What the numbers say:

- **Selective and multi-term queries got 5.7–16.7× faster.** The bulk
  prefilter rejects non-candidate lines at C speed, so cost now scales
  with the result size more than the corpus size. Fuzzy terms compile to
  an anchored greedy chain (`^[^\na]*a[^\nb]*b…`) whose every step has
  exactly one outcome — linear worst case by construction (a 200KB
  degenerate line is a regression test).
- **Match-heavy queries improved only 6–9%.** When 96% of 108k lines
  match, the time goes to the Smith-Waterman scoring of every line; that
  is the algorithm, not overhead. This is the workload where the Go
  binary keeps its 10–20× lead, and on CPython we consider it the floor —
  further gains would need C extensions or NumPy, which would break the
  pure-Python contract. (PyPy is supported and CI-tested if you need
  more.)
- **Small corpora are unchanged by design** (the prefilter only engages
  at ≥4,096 lines; below that the per-line path is already sub-ms), and
  `--nth` queries bypass the prefilter because field reordering
  invalidates per-line necessary conditions.
- The CLI adds ~25 ms of interpreter startup over the library numbers;
  `fzf e2e` includes its own ~5 ms process spawn.
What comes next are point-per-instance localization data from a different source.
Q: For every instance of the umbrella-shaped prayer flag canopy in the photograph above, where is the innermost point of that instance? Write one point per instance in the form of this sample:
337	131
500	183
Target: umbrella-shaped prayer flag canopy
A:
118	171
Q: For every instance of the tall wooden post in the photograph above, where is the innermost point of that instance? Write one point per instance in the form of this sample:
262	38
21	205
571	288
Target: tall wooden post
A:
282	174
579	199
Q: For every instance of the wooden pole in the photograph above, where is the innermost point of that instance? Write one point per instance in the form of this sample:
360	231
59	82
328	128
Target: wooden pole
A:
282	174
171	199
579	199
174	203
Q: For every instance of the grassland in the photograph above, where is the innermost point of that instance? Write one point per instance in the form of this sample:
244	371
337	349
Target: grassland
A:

### Experiment: repeated queries with `Index` (0.3.0)

`purefzf.Index` pre-joins the corpus once and caches verified match sets
for query shapes where narrowing is provable (single-term AND groups of
fuzzy / `'exact` / `^prefix` terms; suffix/equal/boundary anchors,
inverse terms, OR groups, and `--nth` always bypass the cache). The
cache only ever shrinks the candidate set — every result is recomputed
by the real match functions, which is why the outputs below could be
md5-verified identical across all implementations and fzf itself.

Same methodology as above (subprocess isolation, verify-then-time,
median of 7 session passes × 3 rounds), 235k-word corpus:

| session                          | 0.2.0 one-shot | 0.3.0 one-shot | 0.3.0 Index | fzf spawn/query |
|----------------------------------|---------------:|---------------:|------------:|----------------:|
| typing `zsh cache` (9 steps)     |  209 ms        |  151 ms        |  **26 ms**  |  111 ms         |
| 8 unrelated queries              |  149 ms        |  148 ms        |  117 ms     |   98 ms         |
| refine + backtrack (7 steps)     | 1038 ms        |  300 ms        | **170 ms**  |  105 ms         |

Per query, the typing session drops from 23.2 ms to **2.9 ms** — once
narrowed, each keystroke costs 0.01–2.8 ms, which is faster than
spawning the fzf binary for every keystroke (12.3 ms/query) by 4×.
The one-shot improvement between 0.2.0 and 0.3.0 comes from a sampling
fix the session work surfaced: the prefilter's selectivity estimate now
uses seven evenly spread windows instead of three (a sorted dictionary's
tail is all z-words, which biased the old estimate and disabled the
prefilter for queries like `z`: 78 ms → 20 ms).
Raw data: [`bench/0.3.0-sessions.json`](bench/0.3.0-sessions.json).

```console
$ FZF_BIN=$(which fzf) python tools/bench_session.py
```

## How the port stays faithful

The matcher is ported function-by-function from `src/algo/algo.go`,
`pattern.go`, `tokenizer.go`, and `result.go` at fzf v0.73.1, including
the parts that are easy to get subtly wrong: the bonus matrix and scheme
tables, camelCase/number boundary bonuses, the consecutive-chunk bonus
rules, first-char multiplier, the `--no-sort --tac` sorting quirk, the
streaming vs. collected output paths, smart-case and per-term
normalization decisions, the exact V2→V1 fallback thresholds
(`N×M > 102400` or `M > 1000`), tiebreak rank encoding, and Go's
per-byte U+FFFD substitution for invalid UTF-8.

## License

MIT. The algorithm and its test suite are ported from
[junegunn/fzf](https://github.com/junegunn/fzf) (MIT licensed) — all
credit for the matching algorithm's design belongs there.